In this review, the impact of nanotechnology-enabled antiviral formulations to combat the deadly coronavirus infections in animals was presented. Lack of outbreak control and disease eradication plan could be detrimental to human society and global economy. To meet the societal requirements towards managing diseases in economically important animal population, this review summarizes the developments and recent advances in the nanoparticles-based antiviral agents and nanovaccines developed against animal coronaviruses. Different classes of nanomaterials, namely, carbon-based, polymeric, and metal-based, have been established for their virucidal activity against animal coronavirus. Among the nanostructured materials investigated, silver nanoparticles and its composites are found to be the best nano-drug candidate with broad-spectrum antiviral activity against various enveloped animal coronaviruses like FCoV, TGEV, and PEDV. Besides, carbon dots also possess strong inhibitory properties against animal coronavirus which acts by multimodal mechanism of action.

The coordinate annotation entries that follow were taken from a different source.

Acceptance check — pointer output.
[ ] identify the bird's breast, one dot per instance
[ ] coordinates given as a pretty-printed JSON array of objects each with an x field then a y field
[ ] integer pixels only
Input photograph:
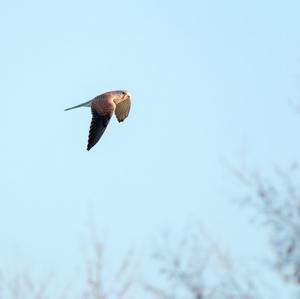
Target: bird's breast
[{"x": 104, "y": 107}]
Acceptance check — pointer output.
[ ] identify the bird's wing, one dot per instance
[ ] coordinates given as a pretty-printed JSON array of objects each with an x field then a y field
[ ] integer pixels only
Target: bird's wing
[
  {"x": 97, "y": 127},
  {"x": 122, "y": 109}
]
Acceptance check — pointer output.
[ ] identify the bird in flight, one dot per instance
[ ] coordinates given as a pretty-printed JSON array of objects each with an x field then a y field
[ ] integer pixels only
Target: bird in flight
[{"x": 103, "y": 106}]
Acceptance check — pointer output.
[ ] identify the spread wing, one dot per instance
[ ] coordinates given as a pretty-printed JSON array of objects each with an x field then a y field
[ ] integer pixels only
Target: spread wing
[
  {"x": 97, "y": 127},
  {"x": 122, "y": 109}
]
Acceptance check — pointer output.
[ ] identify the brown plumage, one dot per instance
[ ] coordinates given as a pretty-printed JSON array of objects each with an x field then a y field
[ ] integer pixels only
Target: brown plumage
[{"x": 103, "y": 107}]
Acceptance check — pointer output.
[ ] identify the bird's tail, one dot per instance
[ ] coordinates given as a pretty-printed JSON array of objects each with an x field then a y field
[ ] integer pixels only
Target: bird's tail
[{"x": 86, "y": 104}]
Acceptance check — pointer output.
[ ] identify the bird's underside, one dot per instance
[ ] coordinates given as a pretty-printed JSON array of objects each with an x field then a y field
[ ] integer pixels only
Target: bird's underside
[{"x": 103, "y": 107}]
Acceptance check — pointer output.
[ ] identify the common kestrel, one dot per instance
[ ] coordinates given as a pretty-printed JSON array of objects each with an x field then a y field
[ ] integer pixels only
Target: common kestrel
[{"x": 103, "y": 107}]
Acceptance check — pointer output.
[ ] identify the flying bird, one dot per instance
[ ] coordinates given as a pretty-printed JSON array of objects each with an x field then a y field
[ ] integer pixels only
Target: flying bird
[{"x": 103, "y": 107}]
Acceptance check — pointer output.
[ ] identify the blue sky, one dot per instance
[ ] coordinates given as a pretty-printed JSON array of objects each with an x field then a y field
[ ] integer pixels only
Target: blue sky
[{"x": 208, "y": 80}]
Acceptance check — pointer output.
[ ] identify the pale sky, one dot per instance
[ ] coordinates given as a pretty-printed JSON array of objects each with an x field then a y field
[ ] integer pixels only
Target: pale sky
[{"x": 209, "y": 81}]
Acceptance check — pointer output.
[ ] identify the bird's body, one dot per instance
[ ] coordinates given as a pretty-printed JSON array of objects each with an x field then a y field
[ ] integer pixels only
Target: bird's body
[{"x": 103, "y": 107}]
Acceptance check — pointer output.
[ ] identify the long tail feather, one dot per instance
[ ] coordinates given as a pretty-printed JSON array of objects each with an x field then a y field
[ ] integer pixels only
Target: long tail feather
[{"x": 86, "y": 104}]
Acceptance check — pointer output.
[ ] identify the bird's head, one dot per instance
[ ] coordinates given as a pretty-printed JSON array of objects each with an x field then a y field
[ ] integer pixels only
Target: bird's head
[{"x": 122, "y": 94}]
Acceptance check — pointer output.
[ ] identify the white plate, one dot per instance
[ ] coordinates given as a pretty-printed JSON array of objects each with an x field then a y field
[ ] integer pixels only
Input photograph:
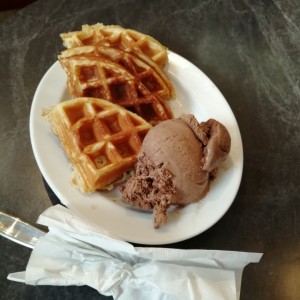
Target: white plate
[{"x": 195, "y": 94}]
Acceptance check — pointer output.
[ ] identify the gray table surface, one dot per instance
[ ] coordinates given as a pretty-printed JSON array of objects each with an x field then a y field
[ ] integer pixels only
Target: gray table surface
[{"x": 249, "y": 49}]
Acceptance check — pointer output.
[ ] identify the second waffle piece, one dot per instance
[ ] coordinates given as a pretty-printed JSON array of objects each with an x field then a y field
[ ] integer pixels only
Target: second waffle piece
[
  {"x": 101, "y": 140},
  {"x": 120, "y": 77}
]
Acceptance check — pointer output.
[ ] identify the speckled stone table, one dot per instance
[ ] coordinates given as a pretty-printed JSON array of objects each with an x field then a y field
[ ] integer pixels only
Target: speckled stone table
[{"x": 249, "y": 49}]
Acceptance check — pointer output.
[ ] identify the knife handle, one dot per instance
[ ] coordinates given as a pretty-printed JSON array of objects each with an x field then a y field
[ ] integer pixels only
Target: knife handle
[{"x": 18, "y": 231}]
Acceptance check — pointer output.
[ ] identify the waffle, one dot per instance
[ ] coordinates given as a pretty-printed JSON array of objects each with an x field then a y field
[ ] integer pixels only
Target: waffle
[
  {"x": 119, "y": 77},
  {"x": 101, "y": 140},
  {"x": 117, "y": 37}
]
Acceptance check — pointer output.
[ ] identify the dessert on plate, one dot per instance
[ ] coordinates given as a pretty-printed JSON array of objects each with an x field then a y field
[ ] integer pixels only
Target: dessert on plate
[
  {"x": 118, "y": 37},
  {"x": 176, "y": 164},
  {"x": 120, "y": 77},
  {"x": 101, "y": 140}
]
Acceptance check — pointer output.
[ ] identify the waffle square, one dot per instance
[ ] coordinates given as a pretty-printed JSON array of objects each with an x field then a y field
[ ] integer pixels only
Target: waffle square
[
  {"x": 119, "y": 77},
  {"x": 117, "y": 37},
  {"x": 101, "y": 140}
]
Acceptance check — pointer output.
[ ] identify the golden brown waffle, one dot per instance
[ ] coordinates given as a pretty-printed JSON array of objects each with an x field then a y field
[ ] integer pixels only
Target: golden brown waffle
[
  {"x": 120, "y": 77},
  {"x": 117, "y": 37},
  {"x": 101, "y": 140}
]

As a preventive measure, nanovaccine formulations containing nanoparticles from gold, PLGA, chitosan, and viral protein are established. Here, the nanomaterials form the part of or as a complete adjuvant employed in the preparation of nanovaccines against animal coronaviruses. These nano-adjuvant vaccines induce the defense mechanism in animals by increasing their immunomodulatory properties and antibody response. On the other hand, repurposing the currently available nano-based antiviral drugs and vaccines as a viable treatment strategy can be possibly explored to eradicate the transmission and spread of the coronavirus infections from animals to other vulnerable species.